United States District Court, N.D. California.

December 2, 1993.

Dwight C. Donovan, Ellis Ross Anderson, Laurence Kurzrock, Anderson Donovan & Poole, San Francisco, CA, for plaintiff.

*703 Peter Arth, Jr., Edward W. O'Neill, Timothy E. Treacy, Public Utilities Commission of the State of California, San Francisco, CA, for defendants.

OPINION

PATEL, District Judge.

Plaintiff, United Parcel Service, Inc. ("UPS") brings this action against defendants, the California Public Utilities Commission and various officials in its employ (collectively, "CPUC"), for declaratory and injunctive relief pursuant to the equal protection clause of the United States Constitution and the Declaratory Judgment Act, 28 U.S.C. §§ 2201-2202. The action is before the court on defendants' motion to dismiss pursuant to Federal Rule of Civil Procedure 12(b)(6).[1]

Having considered the parties' arguments and submissions, and for the reasons set forth below, the court enters the following opinion.

BACKGROUND

UPS is a common carrier of small parcels engaged in extensive interstate and intrastate transportation that is subject to regulation by the CPUC.[2] In 1938 UPS received an exemption from the CPUC's rate regulation of general common carriers which enabled it to alter its fee structure with greater flexibility than other carriers. The exemption was apparently predicated on the notion that UPS requires such flexibility because it competes directly with the United States Postal Service, which is unregulated. This exemption had continued unaltered since 1938.

Consistent with earlier rate increases and its special exemption, UPS raised its small parcel delivery rates on January 7, 1992 by filing tariff pages with the CPUC and scheduled the increases to take effect on thirty days notice. The CPUC accepted the tariff pages, and UPS assessed the new rates thereafter. Cal Pak Delivery, Inc., a UPS competitor, subsequently filed a complaint with the CPUC alleging that UPS had utilized the wrong rate increase procedure to institute its rate changes. UPS answered the complaint and, in response to it and to challenges to previous rate increases, filed a formal application in April 1992 asking the CPUC to clarify the procedures UPS was to follow when changing its rates under its longstanding exemption.

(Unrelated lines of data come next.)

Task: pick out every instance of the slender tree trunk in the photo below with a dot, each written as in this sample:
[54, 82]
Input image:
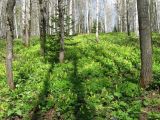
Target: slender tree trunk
[97, 21]
[61, 27]
[16, 25]
[9, 38]
[128, 24]
[71, 17]
[145, 42]
[42, 26]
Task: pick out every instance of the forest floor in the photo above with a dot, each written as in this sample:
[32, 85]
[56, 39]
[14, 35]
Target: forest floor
[97, 81]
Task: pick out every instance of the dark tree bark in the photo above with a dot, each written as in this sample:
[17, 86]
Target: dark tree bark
[9, 44]
[42, 26]
[128, 24]
[61, 27]
[145, 42]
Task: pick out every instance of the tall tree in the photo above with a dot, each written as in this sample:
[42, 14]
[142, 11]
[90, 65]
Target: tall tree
[9, 38]
[145, 42]
[97, 21]
[61, 30]
[42, 26]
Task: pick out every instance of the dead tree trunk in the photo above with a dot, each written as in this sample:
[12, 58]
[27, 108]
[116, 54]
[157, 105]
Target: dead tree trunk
[9, 45]
[61, 28]
[42, 26]
[145, 42]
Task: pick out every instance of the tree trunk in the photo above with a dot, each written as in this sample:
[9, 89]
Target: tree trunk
[145, 42]
[97, 20]
[61, 27]
[42, 26]
[9, 45]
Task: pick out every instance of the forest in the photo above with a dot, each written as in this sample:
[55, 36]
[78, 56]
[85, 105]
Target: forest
[79, 60]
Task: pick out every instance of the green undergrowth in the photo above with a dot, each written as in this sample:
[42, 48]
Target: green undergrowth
[97, 81]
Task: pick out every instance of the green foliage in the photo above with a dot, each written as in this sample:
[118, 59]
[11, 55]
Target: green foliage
[96, 81]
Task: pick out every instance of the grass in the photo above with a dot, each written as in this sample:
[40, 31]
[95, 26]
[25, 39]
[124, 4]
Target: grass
[96, 81]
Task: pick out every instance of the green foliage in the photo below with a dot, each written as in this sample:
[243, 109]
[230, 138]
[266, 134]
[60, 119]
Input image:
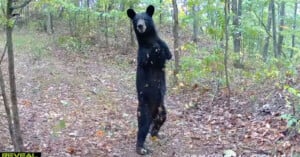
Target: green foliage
[195, 67]
[72, 44]
[293, 120]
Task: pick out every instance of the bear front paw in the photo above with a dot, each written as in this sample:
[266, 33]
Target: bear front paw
[142, 151]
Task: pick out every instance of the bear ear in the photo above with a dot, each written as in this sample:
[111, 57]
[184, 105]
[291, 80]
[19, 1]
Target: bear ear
[131, 13]
[150, 10]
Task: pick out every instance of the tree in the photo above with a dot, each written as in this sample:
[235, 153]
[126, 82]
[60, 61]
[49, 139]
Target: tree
[16, 131]
[236, 22]
[274, 32]
[294, 27]
[226, 9]
[281, 25]
[175, 36]
[268, 28]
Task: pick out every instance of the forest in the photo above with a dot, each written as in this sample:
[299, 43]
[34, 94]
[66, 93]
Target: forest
[68, 74]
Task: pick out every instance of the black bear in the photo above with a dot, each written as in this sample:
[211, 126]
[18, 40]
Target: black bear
[150, 77]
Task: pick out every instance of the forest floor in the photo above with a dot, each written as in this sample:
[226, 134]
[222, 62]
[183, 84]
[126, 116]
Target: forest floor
[74, 104]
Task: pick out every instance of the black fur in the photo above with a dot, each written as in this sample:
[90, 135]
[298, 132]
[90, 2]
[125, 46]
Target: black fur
[150, 77]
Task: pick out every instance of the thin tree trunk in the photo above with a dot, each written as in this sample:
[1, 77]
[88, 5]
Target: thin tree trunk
[294, 28]
[267, 39]
[226, 9]
[7, 110]
[195, 24]
[237, 11]
[281, 25]
[132, 41]
[49, 25]
[175, 36]
[160, 14]
[274, 29]
[12, 79]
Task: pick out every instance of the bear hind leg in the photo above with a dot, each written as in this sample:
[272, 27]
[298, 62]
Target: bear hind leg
[159, 119]
[144, 122]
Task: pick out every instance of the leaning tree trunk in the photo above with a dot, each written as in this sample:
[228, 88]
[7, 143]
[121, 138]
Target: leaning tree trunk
[12, 78]
[267, 38]
[294, 27]
[281, 25]
[175, 36]
[195, 24]
[237, 11]
[7, 109]
[226, 10]
[274, 29]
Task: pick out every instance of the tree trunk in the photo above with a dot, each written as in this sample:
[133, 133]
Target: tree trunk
[266, 46]
[175, 36]
[7, 110]
[160, 14]
[237, 11]
[49, 25]
[12, 80]
[195, 24]
[281, 25]
[226, 9]
[294, 27]
[274, 29]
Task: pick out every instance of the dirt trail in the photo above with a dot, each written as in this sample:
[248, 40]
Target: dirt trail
[85, 105]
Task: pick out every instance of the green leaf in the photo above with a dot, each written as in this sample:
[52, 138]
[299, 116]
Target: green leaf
[229, 153]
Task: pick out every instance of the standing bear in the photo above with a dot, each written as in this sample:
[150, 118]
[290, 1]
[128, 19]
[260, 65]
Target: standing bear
[150, 76]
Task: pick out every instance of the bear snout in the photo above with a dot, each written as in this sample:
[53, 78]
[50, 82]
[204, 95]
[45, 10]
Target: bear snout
[141, 26]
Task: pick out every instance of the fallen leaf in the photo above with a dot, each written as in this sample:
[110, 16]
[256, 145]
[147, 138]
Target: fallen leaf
[99, 133]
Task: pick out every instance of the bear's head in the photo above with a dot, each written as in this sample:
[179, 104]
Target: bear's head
[142, 22]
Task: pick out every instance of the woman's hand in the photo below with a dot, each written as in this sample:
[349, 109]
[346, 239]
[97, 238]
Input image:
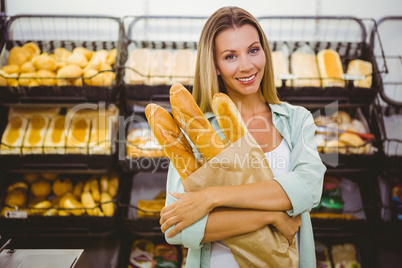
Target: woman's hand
[188, 209]
[288, 226]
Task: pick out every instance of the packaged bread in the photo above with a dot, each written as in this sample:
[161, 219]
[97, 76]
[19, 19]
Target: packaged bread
[139, 61]
[172, 140]
[322, 255]
[303, 63]
[330, 67]
[13, 136]
[183, 66]
[161, 67]
[141, 142]
[35, 135]
[344, 255]
[29, 112]
[150, 208]
[100, 137]
[55, 139]
[361, 68]
[280, 62]
[18, 55]
[78, 136]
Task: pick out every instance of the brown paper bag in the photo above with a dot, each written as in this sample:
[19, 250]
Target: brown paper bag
[241, 163]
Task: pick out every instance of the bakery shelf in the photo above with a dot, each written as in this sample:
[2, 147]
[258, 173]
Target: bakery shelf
[140, 159]
[168, 33]
[142, 186]
[50, 32]
[389, 58]
[24, 220]
[345, 35]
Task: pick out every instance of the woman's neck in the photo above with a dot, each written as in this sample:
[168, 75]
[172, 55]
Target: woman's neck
[250, 105]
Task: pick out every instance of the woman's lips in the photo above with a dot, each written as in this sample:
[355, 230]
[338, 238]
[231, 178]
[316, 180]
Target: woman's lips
[247, 80]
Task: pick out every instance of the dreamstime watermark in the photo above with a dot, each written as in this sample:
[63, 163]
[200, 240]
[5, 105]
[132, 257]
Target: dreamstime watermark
[120, 127]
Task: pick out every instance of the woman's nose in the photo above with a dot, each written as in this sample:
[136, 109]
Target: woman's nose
[245, 64]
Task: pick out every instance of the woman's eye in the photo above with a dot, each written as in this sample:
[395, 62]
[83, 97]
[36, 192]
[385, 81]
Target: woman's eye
[230, 57]
[254, 50]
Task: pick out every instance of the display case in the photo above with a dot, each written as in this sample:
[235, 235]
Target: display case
[64, 59]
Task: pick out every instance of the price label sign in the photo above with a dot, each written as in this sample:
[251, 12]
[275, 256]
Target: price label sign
[16, 214]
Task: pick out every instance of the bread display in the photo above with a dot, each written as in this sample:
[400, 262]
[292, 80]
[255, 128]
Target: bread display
[281, 67]
[31, 67]
[13, 136]
[330, 67]
[142, 143]
[190, 118]
[140, 62]
[63, 196]
[172, 140]
[183, 66]
[55, 139]
[100, 139]
[35, 135]
[361, 68]
[228, 117]
[78, 136]
[339, 133]
[303, 63]
[161, 67]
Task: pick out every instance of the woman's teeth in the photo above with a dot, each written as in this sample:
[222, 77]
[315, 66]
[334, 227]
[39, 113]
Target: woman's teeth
[246, 79]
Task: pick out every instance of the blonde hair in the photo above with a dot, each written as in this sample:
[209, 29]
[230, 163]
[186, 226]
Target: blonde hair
[206, 81]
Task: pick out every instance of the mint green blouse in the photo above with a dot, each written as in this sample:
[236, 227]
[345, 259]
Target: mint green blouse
[303, 184]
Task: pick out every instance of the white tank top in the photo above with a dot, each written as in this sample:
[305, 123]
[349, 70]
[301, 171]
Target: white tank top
[278, 160]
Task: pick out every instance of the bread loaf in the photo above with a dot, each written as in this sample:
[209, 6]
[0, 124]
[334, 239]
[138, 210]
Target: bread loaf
[35, 135]
[13, 135]
[190, 118]
[55, 139]
[172, 140]
[330, 66]
[228, 117]
[361, 68]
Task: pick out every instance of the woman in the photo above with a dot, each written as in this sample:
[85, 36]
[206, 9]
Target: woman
[234, 57]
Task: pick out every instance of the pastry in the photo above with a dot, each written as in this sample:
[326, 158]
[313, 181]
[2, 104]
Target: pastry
[35, 135]
[330, 67]
[13, 136]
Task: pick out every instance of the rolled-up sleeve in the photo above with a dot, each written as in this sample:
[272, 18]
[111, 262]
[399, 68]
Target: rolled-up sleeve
[303, 184]
[191, 236]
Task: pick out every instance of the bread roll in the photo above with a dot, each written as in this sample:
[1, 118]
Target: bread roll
[304, 67]
[139, 61]
[190, 118]
[35, 135]
[18, 56]
[55, 139]
[78, 136]
[142, 143]
[330, 66]
[362, 68]
[228, 117]
[100, 138]
[281, 67]
[183, 66]
[13, 135]
[161, 67]
[172, 140]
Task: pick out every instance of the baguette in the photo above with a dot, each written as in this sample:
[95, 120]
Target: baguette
[190, 118]
[172, 140]
[228, 117]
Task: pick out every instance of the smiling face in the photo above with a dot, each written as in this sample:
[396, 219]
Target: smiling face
[240, 59]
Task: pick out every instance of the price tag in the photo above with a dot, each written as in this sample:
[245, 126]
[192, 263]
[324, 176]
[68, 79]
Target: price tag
[353, 77]
[16, 214]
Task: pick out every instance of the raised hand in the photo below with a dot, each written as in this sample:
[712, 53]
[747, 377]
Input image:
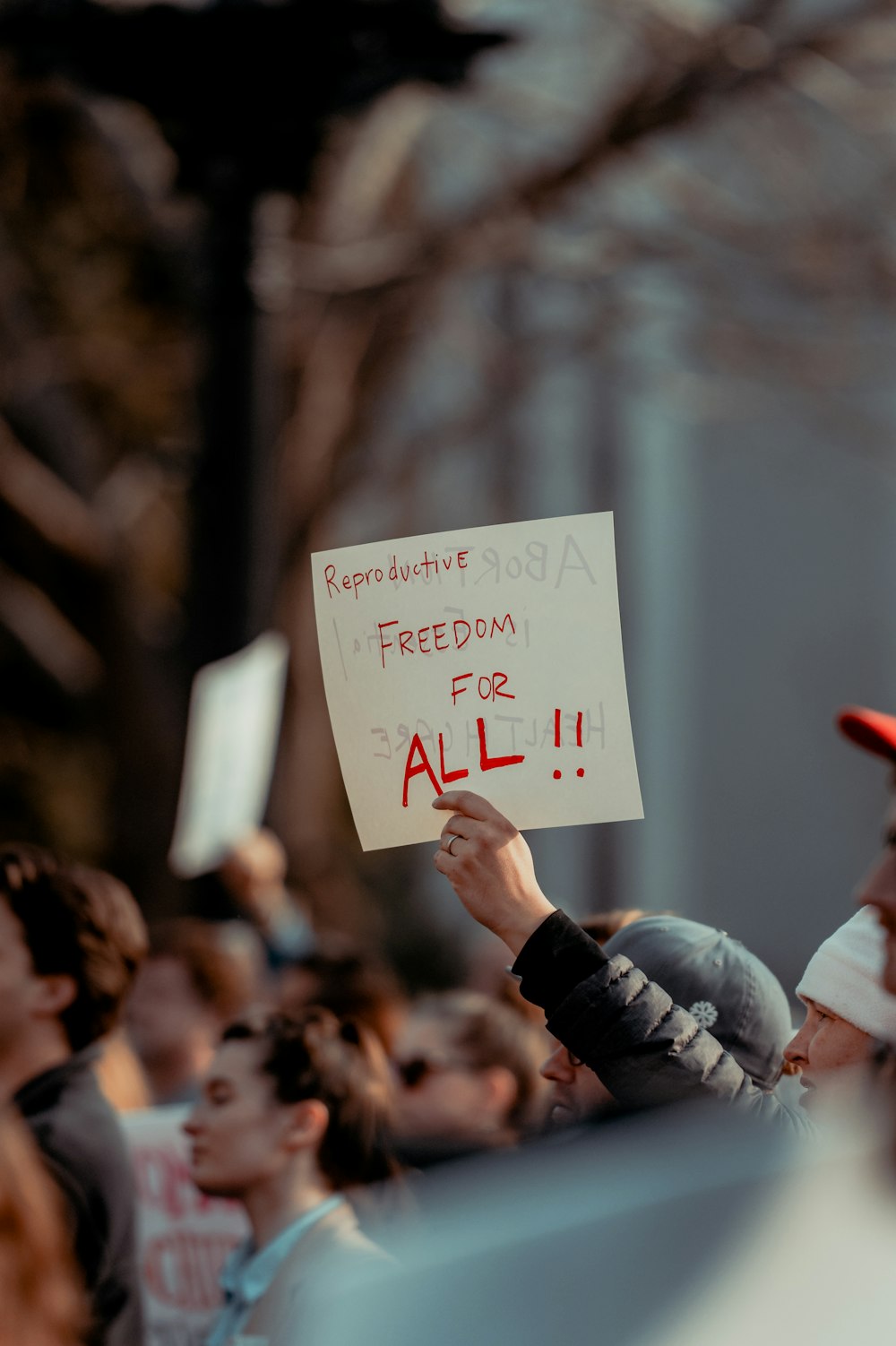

The CPUC consolidated the two proceedings.

On February 3, 1993 the CPUC issued Decision No. 93-02-001 articulating for the first time that under the exemption UPS must file a formal rate increase application for rate increases of any magnitude. By contrast, at that time all other common carriers within the state could, on ten days notice, increase rates up to ten percent without seeking CPUC approval.[3] Nothing in the decision addressed UPS's request that alternative ratemaking procedures be adopted in light of existing regulations, or UPS's request that CPUC honor an alleged stipulation by CPUC staff that it would continue to allow UPS to institute rate increases without CPUC approval. The decision did, however, give UPS an opportunity to amend its application within thirty days to propose alternative ratemaking procedures. Pursuant to California law, UPS filed for a rehearing of the matter with the CPUC on March 5, 1993 arguing that the decision was inconsistent with prior rulings and violated UPS's state and federal equal protection rights. The CPUC denied UPS's request for rehearing on May 7, 1993. On June 9, 1993 UPS sought review in the Supreme Court of California, and that court denied review without opinion on August 12, 1993.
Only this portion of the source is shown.